One of the guards, the one that had been doing all the talking, pressed the microbead in his ear and said, “He’s ready, sir.”
More footsteps approached, louder this time and more distinct through the open cell door, and he tilted his head to consider them. There were two—the first were light and awkward, short strides suggesting hesitation. The second were long and steady, displaying audacity.

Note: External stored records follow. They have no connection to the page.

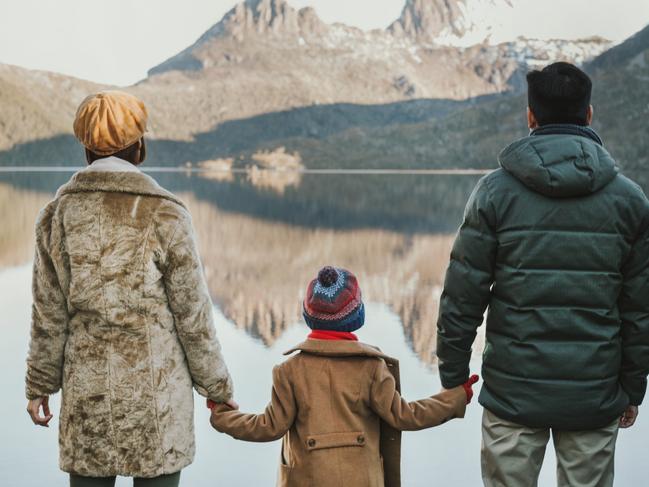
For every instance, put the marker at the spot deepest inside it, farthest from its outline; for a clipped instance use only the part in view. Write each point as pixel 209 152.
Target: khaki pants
pixel 512 454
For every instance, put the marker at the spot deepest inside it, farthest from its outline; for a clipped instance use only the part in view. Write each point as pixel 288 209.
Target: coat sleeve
pixel 271 425
pixel 49 327
pixel 467 287
pixel 190 303
pixel 400 414
pixel 633 304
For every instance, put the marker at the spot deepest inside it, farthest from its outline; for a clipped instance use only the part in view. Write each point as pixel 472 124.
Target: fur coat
pixel 122 324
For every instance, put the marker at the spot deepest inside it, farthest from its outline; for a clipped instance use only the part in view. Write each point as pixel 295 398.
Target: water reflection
pixel 259 247
pixel 261 242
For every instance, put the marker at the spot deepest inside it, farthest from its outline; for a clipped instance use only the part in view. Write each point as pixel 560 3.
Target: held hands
pixel 231 404
pixel 629 416
pixel 468 387
pixel 33 409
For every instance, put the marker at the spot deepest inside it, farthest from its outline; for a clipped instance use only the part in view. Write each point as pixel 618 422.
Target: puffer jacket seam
pixel 494 229
pixel 547 379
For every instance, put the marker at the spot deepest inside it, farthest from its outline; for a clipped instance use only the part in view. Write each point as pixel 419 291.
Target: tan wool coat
pixel 338 408
pixel 122 324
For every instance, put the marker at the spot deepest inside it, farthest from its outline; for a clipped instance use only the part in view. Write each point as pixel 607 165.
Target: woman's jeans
pixel 171 480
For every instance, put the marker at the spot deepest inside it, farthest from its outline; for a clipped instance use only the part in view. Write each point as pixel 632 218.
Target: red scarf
pixel 332 335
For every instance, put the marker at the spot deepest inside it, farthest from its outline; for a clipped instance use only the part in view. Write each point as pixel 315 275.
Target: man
pixel 122 319
pixel 556 244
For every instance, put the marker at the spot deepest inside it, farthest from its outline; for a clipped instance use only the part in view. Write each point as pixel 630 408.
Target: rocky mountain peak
pixel 250 20
pixel 253 18
pixel 450 22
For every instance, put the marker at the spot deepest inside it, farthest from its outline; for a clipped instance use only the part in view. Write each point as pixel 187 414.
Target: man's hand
pixel 231 404
pixel 629 416
pixel 33 408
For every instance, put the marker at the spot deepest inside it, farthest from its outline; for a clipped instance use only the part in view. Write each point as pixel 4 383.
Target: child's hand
pixel 231 404
pixel 467 387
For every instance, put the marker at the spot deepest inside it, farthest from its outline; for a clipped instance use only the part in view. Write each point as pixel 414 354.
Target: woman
pixel 122 319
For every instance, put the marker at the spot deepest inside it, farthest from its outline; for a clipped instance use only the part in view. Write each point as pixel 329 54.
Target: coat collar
pixel 129 182
pixel 339 348
pixel 112 164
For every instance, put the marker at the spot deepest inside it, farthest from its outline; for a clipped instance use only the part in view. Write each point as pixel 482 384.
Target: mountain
pixel 37 104
pixel 268 73
pixel 443 22
pixel 627 54
pixel 473 136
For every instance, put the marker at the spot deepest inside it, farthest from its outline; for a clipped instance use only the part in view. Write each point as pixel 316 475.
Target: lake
pixel 274 231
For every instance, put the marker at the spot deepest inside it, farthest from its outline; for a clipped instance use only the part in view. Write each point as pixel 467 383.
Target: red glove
pixel 467 387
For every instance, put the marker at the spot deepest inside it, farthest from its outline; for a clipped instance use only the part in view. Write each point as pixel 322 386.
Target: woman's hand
pixel 33 408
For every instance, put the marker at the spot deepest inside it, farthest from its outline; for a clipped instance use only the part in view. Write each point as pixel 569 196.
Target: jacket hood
pixel 559 166
pixel 339 348
pixel 136 183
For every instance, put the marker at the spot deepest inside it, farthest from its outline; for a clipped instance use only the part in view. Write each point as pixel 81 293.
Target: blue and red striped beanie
pixel 333 301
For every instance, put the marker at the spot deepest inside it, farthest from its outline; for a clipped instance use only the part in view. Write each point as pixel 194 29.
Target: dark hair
pixel 129 154
pixel 560 93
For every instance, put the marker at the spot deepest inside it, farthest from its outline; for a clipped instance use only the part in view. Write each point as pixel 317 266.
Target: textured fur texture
pixel 338 408
pixel 122 323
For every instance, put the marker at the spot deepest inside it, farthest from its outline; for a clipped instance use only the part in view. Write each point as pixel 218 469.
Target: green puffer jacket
pixel 556 244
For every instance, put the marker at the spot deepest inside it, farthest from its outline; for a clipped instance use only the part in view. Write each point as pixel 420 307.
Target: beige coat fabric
pixel 122 324
pixel 338 408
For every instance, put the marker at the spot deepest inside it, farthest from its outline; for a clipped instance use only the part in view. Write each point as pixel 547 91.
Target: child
pixel 337 403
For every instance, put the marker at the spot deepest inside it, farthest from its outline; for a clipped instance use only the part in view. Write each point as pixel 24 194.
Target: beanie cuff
pixel 349 323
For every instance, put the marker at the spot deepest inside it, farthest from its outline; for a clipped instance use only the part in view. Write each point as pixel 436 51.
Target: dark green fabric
pixel 170 480
pixel 556 245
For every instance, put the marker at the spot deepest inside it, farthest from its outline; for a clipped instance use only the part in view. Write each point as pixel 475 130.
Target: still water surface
pixel 261 239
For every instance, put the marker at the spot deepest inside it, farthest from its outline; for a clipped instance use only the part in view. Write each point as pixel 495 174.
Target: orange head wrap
pixel 110 121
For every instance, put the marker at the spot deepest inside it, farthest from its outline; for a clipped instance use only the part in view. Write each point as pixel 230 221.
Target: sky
pixel 117 41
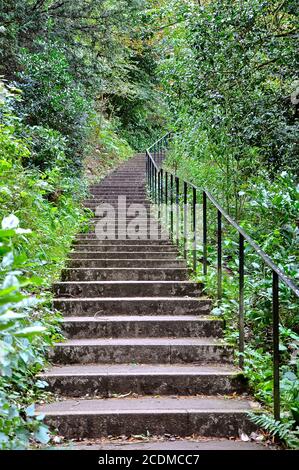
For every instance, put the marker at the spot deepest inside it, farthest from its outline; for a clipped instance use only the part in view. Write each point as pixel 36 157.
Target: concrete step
pixel 184 416
pixel 128 289
pixel 142 350
pixel 77 254
pixel 133 306
pixel 144 379
pixel 126 263
pixel 133 326
pixel 111 198
pixel 125 246
pixel 124 274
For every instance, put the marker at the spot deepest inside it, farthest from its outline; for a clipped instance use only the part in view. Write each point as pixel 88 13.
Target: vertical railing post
pixel 205 233
pixel 194 229
pixel 276 358
pixel 219 255
pixel 171 206
pixel 177 192
pixel 185 219
pixel 241 301
pixel 150 178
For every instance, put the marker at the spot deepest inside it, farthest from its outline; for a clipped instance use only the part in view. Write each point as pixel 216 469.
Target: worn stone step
pixel 124 274
pixel 144 379
pixel 91 235
pixel 142 350
pixel 133 326
pixel 127 288
pixel 126 263
pixel 154 247
pixel 184 416
pixel 133 306
pixel 124 254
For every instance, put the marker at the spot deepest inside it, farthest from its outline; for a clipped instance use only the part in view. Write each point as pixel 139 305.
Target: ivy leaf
pixel 7 260
pixel 42 434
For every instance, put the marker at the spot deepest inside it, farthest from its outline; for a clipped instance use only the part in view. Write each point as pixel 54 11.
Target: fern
pixel 286 431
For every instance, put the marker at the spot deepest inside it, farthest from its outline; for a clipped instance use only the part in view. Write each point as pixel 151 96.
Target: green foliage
pixel 53 99
pixel 47 204
pixel 228 72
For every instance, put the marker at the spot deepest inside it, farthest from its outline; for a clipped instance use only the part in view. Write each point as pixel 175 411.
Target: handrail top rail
pixel 266 258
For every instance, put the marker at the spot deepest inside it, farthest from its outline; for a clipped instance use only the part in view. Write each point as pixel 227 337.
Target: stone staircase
pixel 143 354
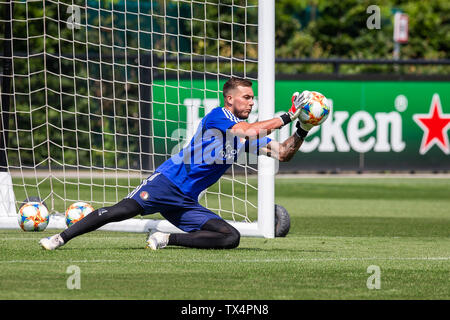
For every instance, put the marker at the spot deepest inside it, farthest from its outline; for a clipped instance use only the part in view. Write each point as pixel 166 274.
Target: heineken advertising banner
pixel 374 125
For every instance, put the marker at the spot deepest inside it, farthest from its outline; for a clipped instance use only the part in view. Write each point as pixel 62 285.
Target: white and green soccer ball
pixel 33 216
pixel 77 211
pixel 316 111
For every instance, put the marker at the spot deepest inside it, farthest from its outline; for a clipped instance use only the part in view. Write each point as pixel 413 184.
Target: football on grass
pixel 33 216
pixel 77 211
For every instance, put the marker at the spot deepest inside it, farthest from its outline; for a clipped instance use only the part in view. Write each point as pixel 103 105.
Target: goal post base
pixel 135 225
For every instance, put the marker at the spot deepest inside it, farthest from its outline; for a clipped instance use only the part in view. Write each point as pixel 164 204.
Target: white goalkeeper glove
pixel 298 101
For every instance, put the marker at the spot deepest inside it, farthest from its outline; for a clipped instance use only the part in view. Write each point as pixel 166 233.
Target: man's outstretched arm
pixel 286 150
pixel 261 129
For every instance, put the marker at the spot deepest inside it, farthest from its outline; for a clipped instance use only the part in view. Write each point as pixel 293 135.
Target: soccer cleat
pixel 52 243
pixel 157 240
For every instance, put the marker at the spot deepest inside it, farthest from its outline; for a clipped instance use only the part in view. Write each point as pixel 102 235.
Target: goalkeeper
pixel 174 187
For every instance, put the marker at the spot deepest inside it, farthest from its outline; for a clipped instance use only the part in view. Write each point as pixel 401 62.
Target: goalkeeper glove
pixel 301 132
pixel 298 101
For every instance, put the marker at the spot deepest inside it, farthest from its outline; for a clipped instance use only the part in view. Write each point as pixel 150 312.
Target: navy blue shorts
pixel 158 194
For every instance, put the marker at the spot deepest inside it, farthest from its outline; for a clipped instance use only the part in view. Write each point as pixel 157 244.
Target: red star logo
pixel 434 125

A boy of no more than fourteen or fifteen appeared in the doorway. He was draped in rich dark clothing, his fingers and neck laden with fine jewels and gold. His hair was a tangled mop of golden curls and he wore an expression of disgust on his handsome face. “This is him,” the boy said, shying away from the doorway and covering his nose with the back of his hands. “The smell is horrible!”
A man stepped between the boy and the doorway, tall and thin, his features gaunt in the flickering torchlight of the hall. Unlike the boy’s rich garb, his clothes were plain and black and his steely hair was slicked back along the curve of his skull. He didn’t share the boy’s hesitation and stepped confidently through the open doorway, his hands clasped behind his back as he considered the cell’s interior. The man’s gaze eventually fell to the shackles. “So you are Solomon Drake, Scourge of Callow.”
He squinted up at the man, his eyes still adjusting to the torchlight. “Now just Drake, honored guest of Count Vanderpoole.” He held up his wrists and the shackles chinked together. “He’s been a most gracious host.”
The man in black gestured to the guards. “Stand him up.”
The guards threaded their ironwood rods beneath his arms and hoisted him to his feet. The quick heat of anger rose reflexively in his chest at their indignant treatment and he jerked his arm away from one of the rods. The display of defiance earned him a crack on the side of the head with the guard’s knuckles and as he lifted his gaze, the sting of the blow still ringing through his brain, he caught a brief smile on the man in black’s thin lips.
“Still some fight in you, I see,” the man said. “Good.”
“I don’t like the way he looks at us,” the boy said from the safety of the hall, considering him with no small amount of boredom. “Bring me his eyes.”